Segundo Rocha, passada esta primeira fase de certificação de 15% das unidades no ano passado, a partir de agora os trabalhos devem acontecer com maior naturalidade. Ele justifica dizendo que em 2013 a fiscalização vai acontecer de forma mais efetiva. "Durante 2012 nós capacitamos os fiscais nas superintendências regionais. Esta é a nossa responsabilidade. Agora eles vão atuar por todo o País", decreta o secretário.

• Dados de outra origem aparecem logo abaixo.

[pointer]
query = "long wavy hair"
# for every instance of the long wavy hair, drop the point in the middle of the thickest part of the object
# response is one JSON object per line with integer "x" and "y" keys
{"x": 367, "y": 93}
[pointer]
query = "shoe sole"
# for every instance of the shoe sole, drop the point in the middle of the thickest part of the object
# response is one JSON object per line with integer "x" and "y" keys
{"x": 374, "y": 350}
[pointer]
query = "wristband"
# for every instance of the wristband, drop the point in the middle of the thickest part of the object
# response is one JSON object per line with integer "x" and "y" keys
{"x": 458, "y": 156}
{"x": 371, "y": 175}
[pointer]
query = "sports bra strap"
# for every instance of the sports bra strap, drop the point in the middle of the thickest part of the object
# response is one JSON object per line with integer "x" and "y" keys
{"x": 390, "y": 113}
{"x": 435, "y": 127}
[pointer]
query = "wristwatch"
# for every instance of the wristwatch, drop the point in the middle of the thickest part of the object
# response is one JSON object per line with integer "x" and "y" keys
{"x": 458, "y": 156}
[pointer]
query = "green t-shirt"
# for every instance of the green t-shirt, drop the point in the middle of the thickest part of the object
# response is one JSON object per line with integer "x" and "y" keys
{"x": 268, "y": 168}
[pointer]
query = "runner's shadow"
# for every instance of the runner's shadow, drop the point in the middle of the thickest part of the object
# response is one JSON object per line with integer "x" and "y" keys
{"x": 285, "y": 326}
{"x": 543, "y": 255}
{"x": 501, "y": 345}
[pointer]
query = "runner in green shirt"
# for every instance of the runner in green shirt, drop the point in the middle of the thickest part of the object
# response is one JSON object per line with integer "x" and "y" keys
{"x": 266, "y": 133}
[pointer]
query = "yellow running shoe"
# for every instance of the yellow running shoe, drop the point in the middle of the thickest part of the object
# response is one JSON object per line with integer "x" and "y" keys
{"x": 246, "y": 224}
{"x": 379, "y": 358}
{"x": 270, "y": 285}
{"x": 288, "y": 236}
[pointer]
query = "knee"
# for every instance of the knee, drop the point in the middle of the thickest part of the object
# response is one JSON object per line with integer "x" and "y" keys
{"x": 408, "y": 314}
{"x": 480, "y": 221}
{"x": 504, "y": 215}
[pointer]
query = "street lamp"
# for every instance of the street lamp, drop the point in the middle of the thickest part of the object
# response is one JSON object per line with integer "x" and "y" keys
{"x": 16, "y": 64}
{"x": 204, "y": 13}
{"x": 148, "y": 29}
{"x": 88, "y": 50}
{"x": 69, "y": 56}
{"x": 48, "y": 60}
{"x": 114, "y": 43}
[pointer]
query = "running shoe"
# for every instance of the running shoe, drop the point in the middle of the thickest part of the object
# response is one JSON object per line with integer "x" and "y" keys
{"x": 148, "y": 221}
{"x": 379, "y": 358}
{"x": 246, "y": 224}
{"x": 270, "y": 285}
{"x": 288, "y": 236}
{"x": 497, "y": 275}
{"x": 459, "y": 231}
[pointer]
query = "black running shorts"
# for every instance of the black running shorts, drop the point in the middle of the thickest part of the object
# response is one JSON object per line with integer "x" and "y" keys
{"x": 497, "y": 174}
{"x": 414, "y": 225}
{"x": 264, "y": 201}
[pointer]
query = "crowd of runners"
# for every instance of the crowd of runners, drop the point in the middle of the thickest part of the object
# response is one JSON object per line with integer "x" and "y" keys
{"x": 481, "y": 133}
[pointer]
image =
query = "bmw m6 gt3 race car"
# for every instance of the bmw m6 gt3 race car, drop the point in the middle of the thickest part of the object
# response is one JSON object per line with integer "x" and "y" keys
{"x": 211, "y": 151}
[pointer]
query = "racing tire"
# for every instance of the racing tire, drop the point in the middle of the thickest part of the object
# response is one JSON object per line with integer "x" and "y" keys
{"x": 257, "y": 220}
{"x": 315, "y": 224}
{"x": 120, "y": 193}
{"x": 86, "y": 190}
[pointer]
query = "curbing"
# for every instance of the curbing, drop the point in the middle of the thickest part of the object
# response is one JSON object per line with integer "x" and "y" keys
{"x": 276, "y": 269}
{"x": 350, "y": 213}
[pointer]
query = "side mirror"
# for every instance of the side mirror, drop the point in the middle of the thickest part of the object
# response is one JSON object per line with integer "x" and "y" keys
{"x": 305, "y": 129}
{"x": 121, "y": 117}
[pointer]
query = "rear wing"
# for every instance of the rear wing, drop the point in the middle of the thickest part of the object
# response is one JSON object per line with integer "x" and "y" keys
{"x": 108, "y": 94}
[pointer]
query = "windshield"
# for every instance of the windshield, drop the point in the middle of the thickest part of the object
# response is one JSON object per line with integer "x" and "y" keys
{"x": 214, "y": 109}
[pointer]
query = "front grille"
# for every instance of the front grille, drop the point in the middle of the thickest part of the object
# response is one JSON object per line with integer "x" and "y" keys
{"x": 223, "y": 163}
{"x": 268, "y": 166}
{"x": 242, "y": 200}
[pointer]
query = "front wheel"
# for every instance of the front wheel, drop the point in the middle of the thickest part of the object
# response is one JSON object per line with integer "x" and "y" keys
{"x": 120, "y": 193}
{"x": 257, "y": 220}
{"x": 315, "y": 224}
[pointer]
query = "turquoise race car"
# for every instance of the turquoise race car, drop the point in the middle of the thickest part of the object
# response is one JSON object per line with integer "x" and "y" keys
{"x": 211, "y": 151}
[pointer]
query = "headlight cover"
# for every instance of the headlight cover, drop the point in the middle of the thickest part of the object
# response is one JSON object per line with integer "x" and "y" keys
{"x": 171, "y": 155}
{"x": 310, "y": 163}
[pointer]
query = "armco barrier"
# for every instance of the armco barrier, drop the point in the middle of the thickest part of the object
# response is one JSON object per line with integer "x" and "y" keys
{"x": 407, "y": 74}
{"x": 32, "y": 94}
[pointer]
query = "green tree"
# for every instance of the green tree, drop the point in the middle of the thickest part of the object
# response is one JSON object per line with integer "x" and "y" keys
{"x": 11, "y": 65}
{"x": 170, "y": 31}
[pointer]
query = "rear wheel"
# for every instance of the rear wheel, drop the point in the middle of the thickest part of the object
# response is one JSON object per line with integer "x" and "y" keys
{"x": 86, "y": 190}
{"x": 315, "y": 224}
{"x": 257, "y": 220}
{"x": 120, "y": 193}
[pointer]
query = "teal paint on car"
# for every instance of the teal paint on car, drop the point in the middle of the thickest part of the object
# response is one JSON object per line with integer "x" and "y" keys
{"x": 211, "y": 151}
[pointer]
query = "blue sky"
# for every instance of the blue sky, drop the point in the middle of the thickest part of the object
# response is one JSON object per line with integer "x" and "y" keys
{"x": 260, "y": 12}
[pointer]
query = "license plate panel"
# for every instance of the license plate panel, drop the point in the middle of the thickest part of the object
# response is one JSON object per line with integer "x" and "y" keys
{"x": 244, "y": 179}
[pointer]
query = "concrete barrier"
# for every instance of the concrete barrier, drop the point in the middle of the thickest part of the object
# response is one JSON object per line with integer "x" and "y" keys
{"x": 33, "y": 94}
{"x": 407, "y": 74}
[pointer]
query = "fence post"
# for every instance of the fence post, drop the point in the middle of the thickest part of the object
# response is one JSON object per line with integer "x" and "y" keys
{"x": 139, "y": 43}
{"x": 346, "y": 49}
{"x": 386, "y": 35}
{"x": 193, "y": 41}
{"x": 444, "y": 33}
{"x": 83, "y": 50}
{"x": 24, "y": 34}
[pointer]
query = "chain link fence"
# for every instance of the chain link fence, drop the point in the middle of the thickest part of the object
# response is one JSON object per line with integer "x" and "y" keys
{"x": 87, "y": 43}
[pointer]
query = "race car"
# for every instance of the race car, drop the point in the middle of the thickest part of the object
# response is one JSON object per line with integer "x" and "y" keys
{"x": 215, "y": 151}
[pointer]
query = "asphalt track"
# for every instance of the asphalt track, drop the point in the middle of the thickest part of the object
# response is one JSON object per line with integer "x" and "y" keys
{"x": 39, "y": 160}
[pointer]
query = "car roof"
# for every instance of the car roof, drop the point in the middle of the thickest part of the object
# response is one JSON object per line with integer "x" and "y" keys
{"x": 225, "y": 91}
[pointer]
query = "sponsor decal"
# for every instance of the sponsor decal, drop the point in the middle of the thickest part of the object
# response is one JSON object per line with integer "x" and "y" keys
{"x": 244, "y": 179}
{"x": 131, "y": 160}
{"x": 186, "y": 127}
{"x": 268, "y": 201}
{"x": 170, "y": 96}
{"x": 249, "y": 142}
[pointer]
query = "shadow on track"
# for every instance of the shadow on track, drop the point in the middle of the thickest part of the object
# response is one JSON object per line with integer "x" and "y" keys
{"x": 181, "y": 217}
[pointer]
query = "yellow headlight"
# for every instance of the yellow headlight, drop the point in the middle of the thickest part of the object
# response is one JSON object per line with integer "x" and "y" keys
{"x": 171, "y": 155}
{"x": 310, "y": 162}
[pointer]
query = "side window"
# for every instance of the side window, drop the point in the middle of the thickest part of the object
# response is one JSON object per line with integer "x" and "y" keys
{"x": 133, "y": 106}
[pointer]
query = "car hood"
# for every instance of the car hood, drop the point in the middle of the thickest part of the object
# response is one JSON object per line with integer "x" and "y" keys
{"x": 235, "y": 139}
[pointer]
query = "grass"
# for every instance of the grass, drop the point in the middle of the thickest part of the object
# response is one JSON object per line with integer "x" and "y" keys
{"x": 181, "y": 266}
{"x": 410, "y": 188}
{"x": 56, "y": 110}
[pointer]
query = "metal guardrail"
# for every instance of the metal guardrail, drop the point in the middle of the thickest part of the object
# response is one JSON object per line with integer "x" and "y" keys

Na estimativa do Mapa, no País hoje existem por volta de 17,5 mil unidades armazenadoras, sendo que 8,75 mil são obrigadas a passar pela certificação porque tem fins comerciais. "Deve ficar claro que a certificação não é um ato burocrático, e sim de instrumentalização técnica para a qualificação deste produto armazenado", salienta.
De toda a produção brasileira de grãos, 20% é perdida todos os anos devido a problemas no transporte e armazenagem do produto, de acordo com números não oficiais. "A certificação é uma garantia para a sociedade que o alimento está em boa qualidade, podendo ser comercializado". Apesar de todo o rigor em cima do processo de certificação, o Mapa está ciente que maiores investimentos devem ser feitos para aumentar a capacidade de armazenagem da Conab, além de facilitar para que o setor privado também aplique capital em novas unidades. "O governo federal já determinou um Plano Nacional de Armazenagem, que deve ser viabilizado agora. Além da construção de novos armazéns por parte do governo, também deve haver incentivos para a captação de crédito das empresas privadas que buscam investir no setor." (V.L.)